It is quite easy to clone identical hard drives using the dd command on GNU/Linux. Make sure that you put the source drive and destination drive in the system so that they don’t affect the boot. If you have a SCSI system, this is most likely done by making the SCSI IDs higher. With IDE, you probably need to put the drives in as secondaries on either channel, assuming your CD-ROM is the primary device on the second chain. On our system, we made the source ID 4 and the destination ID 6. Verify this using dmesg:
[root@srv-33 root]# dmesg | grep sd Kernel command line: ro root=/dev/sda1 console=ttyS0 Attached scsi disk sda at scsi0, channel 0, id 0, lun 0 Attached scsi disk sdb at scsi0, channel 0, id 4, lun 0 Attached scsi disk sdc at scsi0, channel 0, id 6, lun 0 SCSI device sda: 2069860 512-byte hdwr sectors (1060 MB) sda: sda1 sda2 SCSI device sdb: 8388315 512-byte hdwr sectors (4295 MB) sdb: sdb1 sdb2 SCSI device sdc: 8388315 512-byte hdwr sectors (4295 MB) sdc: unknown partition table EXT3 FS 2.4-0.9.19, 19 August 2002 on sd(8,1), internal journal [root@srv-33 root]# |
Notice that with this copy method, we don’t need to worry about partitions, boot sectors, etc.

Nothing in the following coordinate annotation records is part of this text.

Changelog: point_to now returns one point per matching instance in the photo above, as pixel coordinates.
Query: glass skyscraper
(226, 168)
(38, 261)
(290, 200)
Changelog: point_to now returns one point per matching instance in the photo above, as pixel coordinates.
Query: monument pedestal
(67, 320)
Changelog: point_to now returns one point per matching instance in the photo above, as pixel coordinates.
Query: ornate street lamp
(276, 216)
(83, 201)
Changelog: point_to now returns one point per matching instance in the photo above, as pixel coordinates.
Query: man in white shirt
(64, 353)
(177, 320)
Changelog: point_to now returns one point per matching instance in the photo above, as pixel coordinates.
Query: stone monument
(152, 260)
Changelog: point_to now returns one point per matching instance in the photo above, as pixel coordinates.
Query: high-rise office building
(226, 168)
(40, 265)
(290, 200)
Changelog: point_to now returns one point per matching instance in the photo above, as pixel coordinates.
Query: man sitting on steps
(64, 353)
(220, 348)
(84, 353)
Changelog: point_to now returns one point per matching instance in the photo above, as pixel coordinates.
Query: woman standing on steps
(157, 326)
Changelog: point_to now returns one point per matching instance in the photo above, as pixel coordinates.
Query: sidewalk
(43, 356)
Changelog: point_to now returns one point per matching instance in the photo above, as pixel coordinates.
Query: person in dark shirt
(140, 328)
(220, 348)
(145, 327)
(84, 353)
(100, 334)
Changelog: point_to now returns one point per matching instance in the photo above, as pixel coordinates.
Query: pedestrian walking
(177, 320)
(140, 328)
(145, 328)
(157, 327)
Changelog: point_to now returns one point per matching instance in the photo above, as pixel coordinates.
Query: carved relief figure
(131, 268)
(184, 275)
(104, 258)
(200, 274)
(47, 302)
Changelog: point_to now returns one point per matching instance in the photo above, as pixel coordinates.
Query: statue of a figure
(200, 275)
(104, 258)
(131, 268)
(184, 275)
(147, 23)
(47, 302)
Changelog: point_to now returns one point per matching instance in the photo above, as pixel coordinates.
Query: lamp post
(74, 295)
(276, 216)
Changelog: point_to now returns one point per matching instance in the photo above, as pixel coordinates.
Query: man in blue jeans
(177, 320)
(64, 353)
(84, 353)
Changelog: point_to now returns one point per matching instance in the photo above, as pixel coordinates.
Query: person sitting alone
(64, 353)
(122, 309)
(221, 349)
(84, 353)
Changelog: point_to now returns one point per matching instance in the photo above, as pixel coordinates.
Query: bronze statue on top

To copy sdb to sdc:
[root@srv-33 root]# dd if=/dev/sdb of=/dev/sdc & [1] 612 [root@srv-33 root]# |
The ampersand throws the task in the background. You may then copy to other destination drives if you wish. Again, this copies everything on the drive (REALLY!!), so you can image any operating system. One cheapie way to recover a server is to image the hard drive in this way. The SIDs (Windows) will be identical as well. You will be at the exact same state as the time of imaging. No worries about open files, as long as you shut down the OS properly on the drive first. This method is not suitable for cloning Windows (NT and above) workstations that will be up at the same time, unless you feel comfortable changing the SIDs, etc. Test this first in a non-production environment, and, oh yeah, read our terms of use.